All models listed below are regression-tested on every DLC vLLM-Omni release and work with the images listed on the Overview page.

The Coverage column indicates test depth: Smoke runs on every PR; Benchmark runs throughput and latency tests with pass/fail thresholds before release.

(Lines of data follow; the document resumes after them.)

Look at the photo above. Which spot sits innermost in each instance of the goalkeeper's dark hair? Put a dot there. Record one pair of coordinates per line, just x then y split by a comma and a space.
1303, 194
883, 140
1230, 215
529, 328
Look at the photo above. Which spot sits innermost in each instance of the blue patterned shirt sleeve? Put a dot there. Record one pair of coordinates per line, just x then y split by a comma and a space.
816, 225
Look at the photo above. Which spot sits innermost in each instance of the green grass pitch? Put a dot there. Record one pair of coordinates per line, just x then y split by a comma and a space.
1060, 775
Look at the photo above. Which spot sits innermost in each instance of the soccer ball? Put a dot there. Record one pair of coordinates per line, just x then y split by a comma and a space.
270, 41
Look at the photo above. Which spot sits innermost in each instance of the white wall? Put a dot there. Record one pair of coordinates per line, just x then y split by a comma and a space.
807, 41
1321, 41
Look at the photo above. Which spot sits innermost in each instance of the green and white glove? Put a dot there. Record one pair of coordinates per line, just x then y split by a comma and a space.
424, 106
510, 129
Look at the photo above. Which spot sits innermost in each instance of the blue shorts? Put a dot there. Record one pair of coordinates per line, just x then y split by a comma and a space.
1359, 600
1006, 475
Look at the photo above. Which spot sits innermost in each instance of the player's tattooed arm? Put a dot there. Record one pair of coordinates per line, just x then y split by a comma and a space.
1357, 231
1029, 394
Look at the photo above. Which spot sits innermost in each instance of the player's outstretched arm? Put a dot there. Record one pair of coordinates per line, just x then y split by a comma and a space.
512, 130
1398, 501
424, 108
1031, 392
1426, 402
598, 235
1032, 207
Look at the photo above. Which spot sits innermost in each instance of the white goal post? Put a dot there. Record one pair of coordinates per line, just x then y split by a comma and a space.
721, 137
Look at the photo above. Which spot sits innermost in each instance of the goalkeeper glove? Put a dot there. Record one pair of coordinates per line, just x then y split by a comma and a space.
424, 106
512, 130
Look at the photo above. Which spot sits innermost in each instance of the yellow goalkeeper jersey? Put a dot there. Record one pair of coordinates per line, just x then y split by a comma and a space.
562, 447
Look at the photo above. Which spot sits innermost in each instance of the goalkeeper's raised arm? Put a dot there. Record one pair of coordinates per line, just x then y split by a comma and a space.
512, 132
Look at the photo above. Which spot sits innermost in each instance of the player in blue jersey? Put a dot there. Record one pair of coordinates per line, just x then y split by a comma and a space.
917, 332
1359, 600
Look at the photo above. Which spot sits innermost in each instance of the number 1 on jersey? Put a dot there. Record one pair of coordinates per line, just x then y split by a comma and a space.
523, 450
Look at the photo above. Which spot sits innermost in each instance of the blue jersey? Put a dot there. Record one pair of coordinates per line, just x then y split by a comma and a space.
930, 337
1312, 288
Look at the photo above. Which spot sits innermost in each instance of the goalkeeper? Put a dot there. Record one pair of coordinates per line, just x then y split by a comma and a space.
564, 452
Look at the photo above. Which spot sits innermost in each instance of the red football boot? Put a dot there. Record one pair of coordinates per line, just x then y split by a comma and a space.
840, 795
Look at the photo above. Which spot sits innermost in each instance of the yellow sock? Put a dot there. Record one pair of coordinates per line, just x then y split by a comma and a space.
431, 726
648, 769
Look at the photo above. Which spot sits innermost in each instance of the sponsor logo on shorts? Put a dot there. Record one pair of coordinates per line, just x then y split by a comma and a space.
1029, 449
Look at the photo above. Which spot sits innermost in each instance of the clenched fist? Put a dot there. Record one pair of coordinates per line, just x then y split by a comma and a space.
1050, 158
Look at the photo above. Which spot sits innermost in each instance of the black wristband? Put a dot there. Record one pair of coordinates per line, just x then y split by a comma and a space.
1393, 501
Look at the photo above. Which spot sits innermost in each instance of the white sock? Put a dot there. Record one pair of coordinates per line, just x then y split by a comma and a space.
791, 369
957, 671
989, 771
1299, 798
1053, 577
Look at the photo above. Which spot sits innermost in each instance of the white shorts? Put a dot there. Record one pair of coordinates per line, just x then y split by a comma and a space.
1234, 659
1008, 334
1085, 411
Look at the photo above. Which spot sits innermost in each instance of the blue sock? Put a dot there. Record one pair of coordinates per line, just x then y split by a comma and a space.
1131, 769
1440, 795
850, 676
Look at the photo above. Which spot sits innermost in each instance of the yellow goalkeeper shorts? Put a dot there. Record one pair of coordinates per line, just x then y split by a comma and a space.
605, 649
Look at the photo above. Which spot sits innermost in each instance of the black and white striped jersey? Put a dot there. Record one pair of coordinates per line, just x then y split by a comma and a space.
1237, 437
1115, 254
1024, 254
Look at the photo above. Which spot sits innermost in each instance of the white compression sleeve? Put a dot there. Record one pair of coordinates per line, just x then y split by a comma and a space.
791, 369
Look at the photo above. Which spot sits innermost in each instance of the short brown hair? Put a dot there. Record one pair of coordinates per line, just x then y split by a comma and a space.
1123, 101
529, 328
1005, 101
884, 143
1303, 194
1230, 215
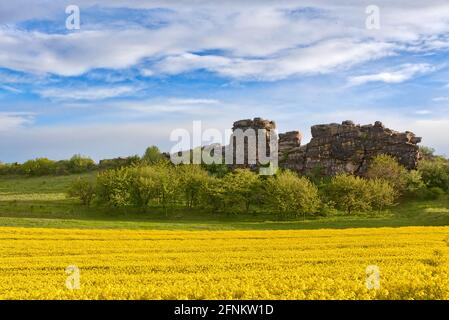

A Smoke + Benchmark tag means both apply.

Tested Models¶

Modality	Model	Coverage
TTS (preset voice)	Qwen/Qwen3-TTS-12Hz-1.7B-CustomVoice	Smoke + Benchmark
TTS (voice clone)	Qwen/Qwen3-TTS-12Hz-1.7B-Base	Smoke + Benchmark
	FunAudioLLM/CosyVoice3-0.5B	Smoke + Benchmark
Image generation	black-forest-labs/FLUX.2-klein-4B	Smoke + Benchmark
	baidu/ERNIE-Image-Turbo	Smoke + Benchmark
Video — text-to-video	Wan-AI/Wan2.1-T2V-1.3B-Diffusers	Smoke + Benchmark
Video — unified create/edit	Wan-AI/Wan2.1-VACE-1.3B-Diffusers	Smoke + Benchmark
Audio generation	stabilityai/stable-audio-open-1.0	Smoke + Benchmark
Omni chat	Qwen/Qwen2.5-Omni-3B	Benchmark

The Wan2.1-VACE model accepts text plus optional video, mask, or reference image inputs for unified video creation and editing — distinct from the text-only Wan2.1-T2V pipeline.

Model Compatibility¶

Any model supported by upstream vLLM-Omni should work. Requirements:

Models must have a standard HuggingFace config.json with a recognized model_type, or be diffusers pipeline models with model_index.json.
Multi-stage omni models (thinker + talker + decoder) like Qwen2.5-Omni need significantly more VRAM than the model size suggests. Refer to individual model cards for minimum GPU requirements.